Wenn alles besorgt ist, werde ich erscheinen. Komme unverzüglich. F. H. M.

»Ich war von Anfang an der Überzeugung, daß Lady St. Simon durch Flora Millar weggelockt worden ist, daß diese, ohne Zweifel im Verein mit anderen, an ihrem Verschwinden schuld ist. Dieser Zettel, mit Flora Millars Anfangsbuchstaben unterzeichnet, wurde der Lady ohne Zweifel unter der Tür in aller Stille in die Hände gespielt, um sie vom Hause wegzulocken.«

»Vortrefflich Lestrade«, versetzte Holmes lachend. »Sie sind in der Tat höchst scharfsinnig. Lassen Sie mich mal sehen!« Damit griff er gleichgültig nach dem Zettel, allein plötzlich wurde seine Aufmerksamkeit rege, und ein Ausruf freudiger Überraschung entfuhr ihm. »Das ist wirklich von Bedeutung«, bemerkte er.

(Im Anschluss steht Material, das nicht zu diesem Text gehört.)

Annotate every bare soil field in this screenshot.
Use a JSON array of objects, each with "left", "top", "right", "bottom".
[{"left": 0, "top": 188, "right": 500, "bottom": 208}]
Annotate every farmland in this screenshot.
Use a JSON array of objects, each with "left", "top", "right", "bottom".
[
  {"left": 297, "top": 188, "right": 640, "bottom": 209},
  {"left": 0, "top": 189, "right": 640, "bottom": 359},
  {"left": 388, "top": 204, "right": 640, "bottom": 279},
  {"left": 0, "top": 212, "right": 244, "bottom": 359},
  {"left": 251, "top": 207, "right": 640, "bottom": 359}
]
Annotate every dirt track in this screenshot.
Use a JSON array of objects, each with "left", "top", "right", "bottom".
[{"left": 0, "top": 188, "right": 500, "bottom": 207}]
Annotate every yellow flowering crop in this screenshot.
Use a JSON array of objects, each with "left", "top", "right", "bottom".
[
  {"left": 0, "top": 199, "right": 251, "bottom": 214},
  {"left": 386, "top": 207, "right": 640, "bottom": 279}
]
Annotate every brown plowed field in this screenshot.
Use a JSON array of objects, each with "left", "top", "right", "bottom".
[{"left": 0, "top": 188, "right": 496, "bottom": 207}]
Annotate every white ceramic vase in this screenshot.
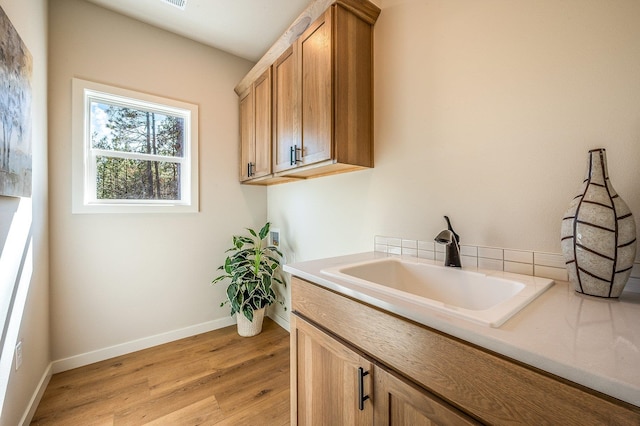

»So, sind Sie jetzt auch meiner Meinung?«

»Versteht sich. Ich gratuliere Ihnen aufrichtig.«

Lestrade erhob sich in seiner Siegesfreude und beugte sich gleichfalls über den Zettel. »Aber«, rief er, »Sie schauen ja auf die verkehrte Seite!«

»Durchaus nicht, das ist die richtige Seite.«

»Die richtige Seite? Sie sind nicht bei Trost. Hier steht ja die Notiz mit Bleistift geschrieben.«

»Und dort steht etwas, das einem Stück von einer Hotelrechnung ähnlich sieht und mich außerordentlich interessiert:

Okt. Zimmer 8 Schill., Frühst. 2 Schill. 6 Pence, Gabelfrühstück 22 Schill. 6 Pence, ein Glas Sherry 8 Pence. –

»Dahinter steckt nichts. Das habe ich längst gesehen«, erwiderte Lestrade.

»Es hat allerdings ganz den Anschein. Und trotzdem ist es von höchster Bedeutung. Was die Bleistiftnotiz betrifft, so ist sie, oder wenigstens die Anfangsbuchstaben, gleichfalls von Wichtigkeit. Ich gratuliere daher nochmals.«

»Wir haben jetzt genug Zeit vertrödelt«, versetzte Lestrade, indem er sich erhob. »Ich halte mehr davon, eine Aufgabe tüchtig anzupacken, als beim Kaminfeuer geistreiche Annahmen darüber auszuklügeln. Adieu, Herr Holmes, wir werden ja sehen, wer der Sache zuerst auf den Grund kommt!« Er packte die Kleidungsstücke wieder in die Tasche und schritt der Tür zu.

»Einen Wink will ich Ihnen doch noch geben, Lestrade«, rief Holmes gleichmütig seinem abgehenden Kollegen nach, »ich will Ihnen die richtige Lösung des Rätsels verraten: Lady St. Simon gehört ins Fabelreich. Eine solche gibt es nicht und hat es nie gegeben.«

Lestrade warf einen betrübten Blick auf meinen Freund. Dann wandte er sich zu mir, deutete auf seine Stirn und verschwand eiligst unter feierlichem Kopfschütteln.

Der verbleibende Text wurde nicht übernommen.